Pads and Corks: Most people buying an old bass clarinet are prepared for this expense. Leather and cork dry out over time, and you’ll need to replace all of it on the horn. Pads have recently increased in price, and a full set of pads for bass clarinet now cost well over $150 — just for the raw materials! Then your technician will need to remove all of the old pads and corks, and the glue/shellac that is left in the key cups, place and seat each pad so it covers the tone hole perfectly (sometimes this requires bending metal to do so). A full overhaul of pads and corks will run you about $1,000-1,500.
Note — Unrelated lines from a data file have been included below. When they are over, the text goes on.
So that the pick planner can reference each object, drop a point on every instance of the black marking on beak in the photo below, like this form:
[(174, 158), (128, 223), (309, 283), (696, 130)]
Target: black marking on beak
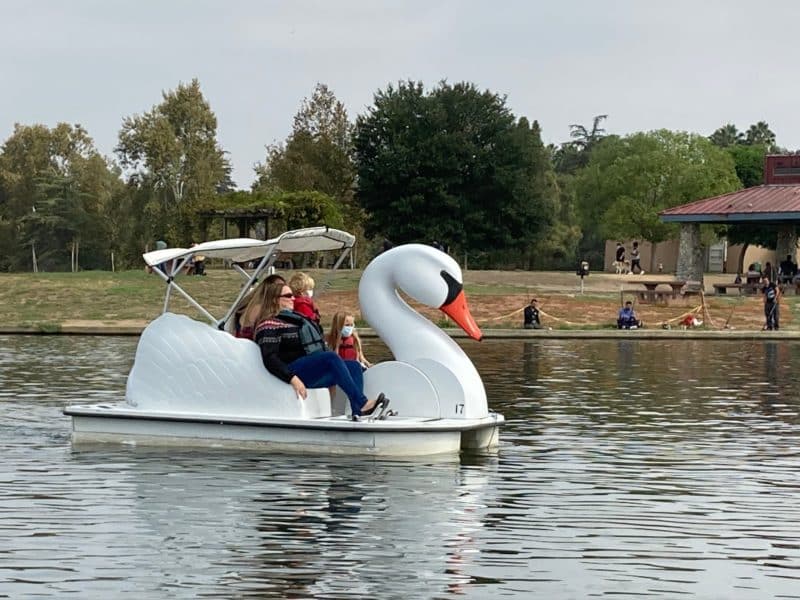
[(453, 287)]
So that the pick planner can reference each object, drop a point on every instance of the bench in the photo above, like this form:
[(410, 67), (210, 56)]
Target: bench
[(744, 288)]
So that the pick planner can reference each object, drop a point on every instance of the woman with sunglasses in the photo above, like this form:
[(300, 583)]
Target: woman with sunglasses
[(282, 351)]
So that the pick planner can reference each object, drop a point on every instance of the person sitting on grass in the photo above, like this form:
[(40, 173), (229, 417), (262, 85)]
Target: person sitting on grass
[(627, 318), (531, 316)]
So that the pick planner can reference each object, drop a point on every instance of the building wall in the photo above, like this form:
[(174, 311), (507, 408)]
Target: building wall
[(784, 169), (667, 255)]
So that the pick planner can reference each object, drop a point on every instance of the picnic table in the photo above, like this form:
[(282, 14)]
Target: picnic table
[(651, 293), (675, 284), (744, 287)]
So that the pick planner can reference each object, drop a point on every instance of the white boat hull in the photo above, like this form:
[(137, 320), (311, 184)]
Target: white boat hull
[(396, 436)]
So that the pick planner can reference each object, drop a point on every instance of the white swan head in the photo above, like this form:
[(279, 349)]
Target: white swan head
[(430, 277)]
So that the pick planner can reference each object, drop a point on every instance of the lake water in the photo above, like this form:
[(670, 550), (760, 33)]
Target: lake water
[(627, 469)]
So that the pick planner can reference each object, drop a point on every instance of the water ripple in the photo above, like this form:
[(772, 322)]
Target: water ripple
[(627, 469)]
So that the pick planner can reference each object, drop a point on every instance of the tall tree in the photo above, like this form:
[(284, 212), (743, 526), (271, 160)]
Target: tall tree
[(759, 134), (174, 149), (630, 180), (453, 165), (53, 189), (574, 155), (317, 156), (727, 135)]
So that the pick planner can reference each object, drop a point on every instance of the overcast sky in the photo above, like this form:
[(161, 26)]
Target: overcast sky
[(685, 64)]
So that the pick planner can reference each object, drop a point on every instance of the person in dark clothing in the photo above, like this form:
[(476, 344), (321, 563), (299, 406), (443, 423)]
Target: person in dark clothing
[(636, 260), (279, 338), (626, 319), (620, 253), (772, 294), (531, 320)]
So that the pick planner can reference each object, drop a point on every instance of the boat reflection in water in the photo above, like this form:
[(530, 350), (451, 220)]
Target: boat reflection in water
[(288, 526)]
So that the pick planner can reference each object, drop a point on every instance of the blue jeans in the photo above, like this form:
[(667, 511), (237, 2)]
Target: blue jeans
[(324, 369)]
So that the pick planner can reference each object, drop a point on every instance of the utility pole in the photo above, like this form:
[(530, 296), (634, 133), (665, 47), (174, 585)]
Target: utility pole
[(33, 247)]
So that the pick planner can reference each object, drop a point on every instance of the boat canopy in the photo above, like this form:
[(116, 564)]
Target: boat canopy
[(170, 262), (312, 239)]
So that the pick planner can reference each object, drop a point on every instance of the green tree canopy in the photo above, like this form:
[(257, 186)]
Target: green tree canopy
[(630, 180), (454, 165), (55, 192), (173, 150), (317, 154)]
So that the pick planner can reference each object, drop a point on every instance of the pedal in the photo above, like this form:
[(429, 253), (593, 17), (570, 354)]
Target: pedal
[(384, 408), (387, 414)]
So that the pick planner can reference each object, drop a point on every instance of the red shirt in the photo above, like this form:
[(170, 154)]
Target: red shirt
[(347, 348), (306, 307)]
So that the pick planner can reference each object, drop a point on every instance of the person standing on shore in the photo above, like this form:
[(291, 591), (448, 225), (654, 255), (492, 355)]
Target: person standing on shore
[(531, 320), (772, 295)]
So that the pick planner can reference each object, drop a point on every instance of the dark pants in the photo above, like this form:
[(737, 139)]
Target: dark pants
[(771, 312), (324, 369), (628, 323)]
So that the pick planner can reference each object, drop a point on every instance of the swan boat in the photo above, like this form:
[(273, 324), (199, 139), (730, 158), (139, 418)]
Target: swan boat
[(193, 383)]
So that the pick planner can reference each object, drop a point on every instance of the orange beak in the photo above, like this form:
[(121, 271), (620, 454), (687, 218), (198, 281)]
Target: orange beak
[(459, 312)]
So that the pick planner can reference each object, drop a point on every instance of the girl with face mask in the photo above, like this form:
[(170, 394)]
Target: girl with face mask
[(344, 340)]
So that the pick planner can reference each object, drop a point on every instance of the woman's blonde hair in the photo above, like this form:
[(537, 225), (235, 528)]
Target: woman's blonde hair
[(301, 282), (264, 303)]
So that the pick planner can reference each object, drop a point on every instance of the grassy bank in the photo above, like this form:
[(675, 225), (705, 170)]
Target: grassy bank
[(45, 300)]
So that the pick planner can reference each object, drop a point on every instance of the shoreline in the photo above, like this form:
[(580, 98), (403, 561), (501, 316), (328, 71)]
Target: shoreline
[(116, 329)]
Keys: Tarnish is one thing, loss of plating is another. Before the early- to mid-1990s, most bass clarinets were nickel plated. Nickel reacts to sweat, and will eventually get eaten away, revealing the base metal underneath. If the horn has plating loss, and aesthetics matter to you, move along. Plating a horn will cost you well north of $3,000 once you factor in the work required to take the keys off, remove the pads/corks, pay for the plating, get new pads and corks, and have the instrument overhauled.

You should also know that older instruments do not have adjustment screws like new instruments do. That means, when a linkage mechanism does not function properly (for example one key closing another in the low register), metal is going to need to get bent. And because these bass clarinets go out of adjustment often, you will be bending metal often. So what would take 5 minutes in a repair shop with an adjustment screw (i.e., on a new instrument) will take up to an hour on an old instrument, because the technician will need to bend metal. Bench rates in the US are about $80-100/hour nowadays, so you can do the math.

Neck: Does the neck have an angle you like? Does it have a tuning slide in the neck or will you have to pull out the neck from the body of the horn to tune it? (If I had my choice I would pick a tuning-slide in the neck 100% of the time.) If you don’t like the neck, it’s very difficult to get another one. Yes, you can buy an aftermarket neck like the Blashaus neck, but it does not work with most old neck mechanisms. Plus it’s another $2,000 out of pocket.

Mouthpiece: You may get lucky and find a good mouthpiece in there, but most of the time you won’t. Plan to spend an additional $150-300 on a new mouthpiece.

Case: Buy a new case — the old ones really, really, really stink. And not just that musty smell you may find as you open it for the first time in 40 years. They also stink because old cases do not protect the horn well. Most are velvet-covered molded plastic or (gasp) styrofoam. Those do not hold the instrument firmly in place when you’re carrying it. And when an instrument jiggles in the case, your instrument goes out of adjustment. Plan to spend $400-500 on a good case.

So adding it all up, that 1972 gem of a horn, fixed up properly, is going to run you an additional $2,000-$4,000 (or more) depending on its current state. Will it be better than a plastic horn after you’re done? Almost certainly. Will it be as good as a new horn? Not even close.

My opinion: after you factor in the cost of the instrument plus the cost of bringing it back to top playing condition, if you are up to $5,000-6,000, don’t buy it. Spend the extra thousand or two and buy a Royal Polaris or Royal Firebird!